2. Description of the Related Art
The system performance of a single core system has been improved in a specific way to increase operation speed, that is, by increasing clock frequency. However, the increased operation speed causes high power consumption and a substantial amount of heat production, and there are limitations to increasing operation speed in order to improve performance.
A multi-core system suggested as an alternative to the single core system includes a plurality of cores. In general, a multi-core system refers to a computing device that has at least two cores or processors. Even though the cores operate with a relatively low frequency, each core processes a predetermined job in a parallel manner while operating independent of each other, thereby improving the performance of system. In this regard, a multi processor system composed of multi-cores is widely used among computing devices. Parallel processing of some sort is common among such multi-core systems.
When a multi-core system (or multi-processor system) performs a parallel processing, the parallel processing is mainly divided into task parallelism and data parallelism. When a job is divided into tasks that are not related to each other and available to be processed in a parallel manner, such a parallel processing is referred to as a task parallelism. Task parallelism is attained when each processor executes a different process, which may be on the same or different data. In addition, when input data or computation regions of a predetermined task is dividable, portions of the task are processed by a plurality of cores and respective processing results are collected, such a parallel implementation is referred to as a data parallelism. Data parallelism is attained when each processor performs the same task on different pieces of distributed data.
Task parallelism has a low overhead, but the size of a general task is large with reference to a parallelism processing unit and different tasks have different sizes, causing severe load imbalance. In addition, for data parallelism processes, the general size of data is small with reference to a parallel processing unit and a dynamic assignment of data is possible, so load balancing is obtained, but the parallel overhead is considerable.
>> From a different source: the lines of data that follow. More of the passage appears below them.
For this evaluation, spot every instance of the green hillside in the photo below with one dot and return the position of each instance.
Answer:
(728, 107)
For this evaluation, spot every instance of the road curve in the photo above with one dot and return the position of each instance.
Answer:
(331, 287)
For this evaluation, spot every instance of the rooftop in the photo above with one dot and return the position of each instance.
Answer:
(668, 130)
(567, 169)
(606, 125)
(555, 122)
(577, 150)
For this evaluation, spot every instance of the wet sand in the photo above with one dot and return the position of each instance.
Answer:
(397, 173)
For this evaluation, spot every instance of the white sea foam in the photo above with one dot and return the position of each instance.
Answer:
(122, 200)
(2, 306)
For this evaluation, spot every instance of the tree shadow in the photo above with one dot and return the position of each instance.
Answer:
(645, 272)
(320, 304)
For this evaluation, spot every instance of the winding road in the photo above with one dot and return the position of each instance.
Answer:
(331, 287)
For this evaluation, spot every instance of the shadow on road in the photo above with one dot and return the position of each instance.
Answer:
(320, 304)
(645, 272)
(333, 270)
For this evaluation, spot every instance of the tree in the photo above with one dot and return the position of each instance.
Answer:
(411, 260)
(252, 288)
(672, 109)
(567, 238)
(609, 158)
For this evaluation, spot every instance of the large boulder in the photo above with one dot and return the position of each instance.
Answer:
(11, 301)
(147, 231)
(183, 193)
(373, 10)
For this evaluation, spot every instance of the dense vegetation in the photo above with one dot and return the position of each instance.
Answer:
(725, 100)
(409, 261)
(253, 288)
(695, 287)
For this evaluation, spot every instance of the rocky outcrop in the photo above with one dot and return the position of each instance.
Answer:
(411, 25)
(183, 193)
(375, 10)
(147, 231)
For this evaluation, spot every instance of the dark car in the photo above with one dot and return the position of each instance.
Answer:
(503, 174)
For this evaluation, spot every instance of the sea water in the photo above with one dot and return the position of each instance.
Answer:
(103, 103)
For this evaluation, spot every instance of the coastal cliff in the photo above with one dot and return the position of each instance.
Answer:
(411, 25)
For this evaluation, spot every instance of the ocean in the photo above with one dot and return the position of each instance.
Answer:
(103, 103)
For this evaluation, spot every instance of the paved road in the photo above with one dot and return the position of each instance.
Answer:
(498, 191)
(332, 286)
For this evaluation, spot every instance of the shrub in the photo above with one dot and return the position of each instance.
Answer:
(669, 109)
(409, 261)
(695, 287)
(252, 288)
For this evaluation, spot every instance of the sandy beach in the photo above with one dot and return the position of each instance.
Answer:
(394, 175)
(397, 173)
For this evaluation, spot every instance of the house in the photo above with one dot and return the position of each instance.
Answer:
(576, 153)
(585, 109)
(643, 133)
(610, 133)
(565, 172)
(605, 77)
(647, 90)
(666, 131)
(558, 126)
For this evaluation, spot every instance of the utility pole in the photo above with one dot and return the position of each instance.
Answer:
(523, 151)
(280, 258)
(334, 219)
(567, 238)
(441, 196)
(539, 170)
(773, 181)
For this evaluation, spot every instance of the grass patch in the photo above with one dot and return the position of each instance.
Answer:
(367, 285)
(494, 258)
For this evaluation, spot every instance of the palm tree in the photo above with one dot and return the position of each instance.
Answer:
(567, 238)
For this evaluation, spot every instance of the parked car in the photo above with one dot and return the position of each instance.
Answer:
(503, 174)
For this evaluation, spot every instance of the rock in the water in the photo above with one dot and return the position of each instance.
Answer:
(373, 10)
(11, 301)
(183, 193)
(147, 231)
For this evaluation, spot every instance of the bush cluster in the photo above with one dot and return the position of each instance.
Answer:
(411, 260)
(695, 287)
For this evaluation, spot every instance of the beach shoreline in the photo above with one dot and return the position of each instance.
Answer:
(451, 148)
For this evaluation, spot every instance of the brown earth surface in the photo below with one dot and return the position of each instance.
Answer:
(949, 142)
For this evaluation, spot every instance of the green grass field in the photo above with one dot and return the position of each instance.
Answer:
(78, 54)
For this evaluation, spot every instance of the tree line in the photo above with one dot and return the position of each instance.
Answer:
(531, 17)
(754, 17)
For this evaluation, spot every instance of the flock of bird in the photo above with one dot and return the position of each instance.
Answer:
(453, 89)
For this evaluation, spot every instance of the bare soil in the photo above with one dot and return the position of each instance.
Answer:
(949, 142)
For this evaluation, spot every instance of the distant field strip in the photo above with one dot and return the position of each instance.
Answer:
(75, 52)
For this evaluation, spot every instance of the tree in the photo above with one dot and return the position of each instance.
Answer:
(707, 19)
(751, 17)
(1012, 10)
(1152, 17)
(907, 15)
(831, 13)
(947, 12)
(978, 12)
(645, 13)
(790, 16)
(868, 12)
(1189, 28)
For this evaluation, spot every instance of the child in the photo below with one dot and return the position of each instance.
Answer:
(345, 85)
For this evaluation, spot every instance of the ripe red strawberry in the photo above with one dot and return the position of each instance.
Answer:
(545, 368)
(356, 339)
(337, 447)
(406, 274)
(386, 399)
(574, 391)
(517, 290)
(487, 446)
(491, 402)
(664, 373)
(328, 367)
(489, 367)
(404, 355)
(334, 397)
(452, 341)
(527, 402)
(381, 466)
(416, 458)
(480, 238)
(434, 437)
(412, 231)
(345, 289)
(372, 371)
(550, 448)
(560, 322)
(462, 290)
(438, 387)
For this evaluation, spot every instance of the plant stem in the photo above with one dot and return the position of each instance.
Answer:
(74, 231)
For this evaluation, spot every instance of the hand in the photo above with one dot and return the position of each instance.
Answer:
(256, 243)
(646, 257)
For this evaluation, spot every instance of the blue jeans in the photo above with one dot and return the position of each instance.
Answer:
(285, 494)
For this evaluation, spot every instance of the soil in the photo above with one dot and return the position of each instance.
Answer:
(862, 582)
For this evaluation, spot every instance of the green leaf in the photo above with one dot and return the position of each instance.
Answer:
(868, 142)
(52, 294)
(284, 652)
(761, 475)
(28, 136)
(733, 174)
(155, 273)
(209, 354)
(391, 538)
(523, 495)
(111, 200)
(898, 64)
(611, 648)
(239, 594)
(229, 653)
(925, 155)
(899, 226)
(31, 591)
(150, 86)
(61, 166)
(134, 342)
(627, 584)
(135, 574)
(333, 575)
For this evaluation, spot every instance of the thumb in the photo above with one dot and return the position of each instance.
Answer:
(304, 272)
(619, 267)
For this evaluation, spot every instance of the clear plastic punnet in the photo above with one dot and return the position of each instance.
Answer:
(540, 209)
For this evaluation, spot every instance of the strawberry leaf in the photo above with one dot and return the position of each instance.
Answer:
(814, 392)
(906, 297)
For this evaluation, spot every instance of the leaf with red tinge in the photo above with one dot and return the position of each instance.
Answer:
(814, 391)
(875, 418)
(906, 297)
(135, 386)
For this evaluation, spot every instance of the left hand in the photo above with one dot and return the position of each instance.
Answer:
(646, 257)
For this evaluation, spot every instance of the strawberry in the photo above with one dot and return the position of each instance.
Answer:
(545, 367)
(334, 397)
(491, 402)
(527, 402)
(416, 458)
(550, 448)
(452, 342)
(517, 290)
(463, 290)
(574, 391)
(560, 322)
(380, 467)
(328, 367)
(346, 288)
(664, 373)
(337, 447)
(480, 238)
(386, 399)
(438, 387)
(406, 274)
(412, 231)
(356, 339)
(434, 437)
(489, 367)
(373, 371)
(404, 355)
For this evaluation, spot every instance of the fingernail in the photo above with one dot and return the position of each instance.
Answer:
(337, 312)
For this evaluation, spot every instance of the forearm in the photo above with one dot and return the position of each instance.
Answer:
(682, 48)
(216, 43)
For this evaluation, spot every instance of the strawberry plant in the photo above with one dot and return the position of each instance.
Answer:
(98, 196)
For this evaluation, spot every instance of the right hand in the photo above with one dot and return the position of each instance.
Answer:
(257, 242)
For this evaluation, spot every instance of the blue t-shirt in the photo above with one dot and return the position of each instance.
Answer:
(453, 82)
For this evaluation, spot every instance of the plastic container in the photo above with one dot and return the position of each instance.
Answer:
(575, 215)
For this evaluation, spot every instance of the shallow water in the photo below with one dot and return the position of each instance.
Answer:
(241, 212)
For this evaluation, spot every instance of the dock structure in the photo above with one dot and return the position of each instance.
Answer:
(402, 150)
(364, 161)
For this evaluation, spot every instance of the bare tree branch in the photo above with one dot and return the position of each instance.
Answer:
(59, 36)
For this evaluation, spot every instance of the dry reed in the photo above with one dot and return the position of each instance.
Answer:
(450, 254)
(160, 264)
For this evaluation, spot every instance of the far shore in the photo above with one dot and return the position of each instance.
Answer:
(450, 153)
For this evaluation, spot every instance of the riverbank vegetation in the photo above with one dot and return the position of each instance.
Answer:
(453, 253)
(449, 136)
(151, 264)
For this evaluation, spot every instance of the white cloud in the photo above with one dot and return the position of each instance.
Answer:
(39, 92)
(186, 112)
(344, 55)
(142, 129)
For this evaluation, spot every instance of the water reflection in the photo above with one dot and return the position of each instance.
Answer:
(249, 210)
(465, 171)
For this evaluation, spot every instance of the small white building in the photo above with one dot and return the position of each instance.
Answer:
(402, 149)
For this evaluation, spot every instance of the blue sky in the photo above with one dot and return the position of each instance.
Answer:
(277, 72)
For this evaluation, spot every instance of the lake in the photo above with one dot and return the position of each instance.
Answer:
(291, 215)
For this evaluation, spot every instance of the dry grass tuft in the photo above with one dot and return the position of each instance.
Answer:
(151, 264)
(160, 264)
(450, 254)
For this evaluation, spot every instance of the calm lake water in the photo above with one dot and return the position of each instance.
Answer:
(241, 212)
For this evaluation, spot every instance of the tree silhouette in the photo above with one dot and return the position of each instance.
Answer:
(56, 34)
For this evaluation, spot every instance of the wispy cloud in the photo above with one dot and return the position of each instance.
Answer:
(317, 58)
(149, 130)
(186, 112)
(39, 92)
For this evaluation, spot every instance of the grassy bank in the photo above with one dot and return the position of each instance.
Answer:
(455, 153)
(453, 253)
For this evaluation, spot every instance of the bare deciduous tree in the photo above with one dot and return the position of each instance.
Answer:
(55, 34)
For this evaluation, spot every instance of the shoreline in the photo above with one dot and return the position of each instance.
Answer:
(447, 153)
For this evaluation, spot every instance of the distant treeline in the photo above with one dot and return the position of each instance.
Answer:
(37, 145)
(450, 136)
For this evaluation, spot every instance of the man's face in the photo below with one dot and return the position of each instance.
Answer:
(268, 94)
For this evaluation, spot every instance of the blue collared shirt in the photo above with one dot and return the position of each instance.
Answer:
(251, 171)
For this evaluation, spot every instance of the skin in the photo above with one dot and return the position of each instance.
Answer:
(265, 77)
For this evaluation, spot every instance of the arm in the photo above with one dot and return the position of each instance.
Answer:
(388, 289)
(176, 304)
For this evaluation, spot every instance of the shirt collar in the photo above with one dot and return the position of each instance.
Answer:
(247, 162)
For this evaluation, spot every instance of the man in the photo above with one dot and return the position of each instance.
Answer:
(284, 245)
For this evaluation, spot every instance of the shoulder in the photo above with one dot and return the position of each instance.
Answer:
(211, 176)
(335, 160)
As described above, the task parallelism and the data parallelism each have their own strengths/weaknesses related to the parallel processing unit. However, since the size of parallel processing unit for a predetermined job is fixed in advance, it is difficult to avoid the inherent weaknesses of task parallelism and data parallelism.
In one general aspect, there is provided an apparatus for parallel processing, the apparatus including: at least one processing core configured to process a job, a granularity determination unit configured to determine a parallelism granularity of the job, and a code allocating unit configured to: select one of a sequential version code and a parallel version code, based on the determined parallelism granularity, and allocate the selected code to the processing core.
The apparatus may further include that the granularity determination unit is further configured to determine whether the parallelism granularity is at a task level or a data level.
The apparatus may further include that the code allocating unit is further configured to: in response to the determined parallelism granularity being at the task level, allocate a sequential version code of a task related to the job to the processing core, and in response to the determined parallelism granularity being at the data level, allocate a parallel version code of a task related to the job to the processing core.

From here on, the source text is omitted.